# TRICKS FOR ARITHMATIC

## Added on: 13th Dec 2015

THE MAGIC STRING

Imagine that you tied a string around the equator of the Earth so tight

that you couldn’t even fit a razor blade underneath. Now let’s

imagine that we lengthen the string by only 1 metre. Of course we would

now have some slack around the equator, but how much? It’s hard to

believe but the answer is that the string would now clear the Earth by

16cm all the way around! If you want a party trick just google the proof.

It will fit onto a napkin.

THE COIN SORTER

Lay out a bunch of coins on the table and tell your friend to blindfold you.

Ask him how many of the coins are facing heads up. Whatever number

he tells you, flip that many coins over (any coins) and move them to a

separate pile. You will now have two piles with the same number of

heads and tails and your friend will think you are a wizard after he counts

them! To add some drama, pretend to select the coins you flip carefully.

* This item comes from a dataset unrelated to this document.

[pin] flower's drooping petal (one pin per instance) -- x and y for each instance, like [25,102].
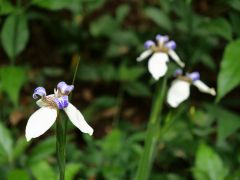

Why does this work? It’s maths!

FIGURE OUT THE LAST NUMBER OF ANY BARCODE

The last digit in any barcode (the one that is apart from the rest and

not under the bars) is actually used by the computer to check and

make sure it reads the numbers right. Impress your friends by being

able to “guess” these! Starting from the right add every odd digit three

times and every even digit once. Then subtract the last digit of the

total from 10. Here is an example:

For 03600029145 you should calculate something like this:

5+4+1+9+2+0+0+0+6+3+0+

5+1+2+0+6+0+

5+1+2+0+6+0 = 58

10 – 8 = 2

The extra digit would be 2!

CHECK ANY MULTIPLICATION PROBLEM

This makes use of a trick called digital roots. For 2878 x 4902 = 14107956

just do the following:

Find the digital roots of the first number:

2+8+7+8 = 25

2+5 = 7

Do the same for the second and third numbers.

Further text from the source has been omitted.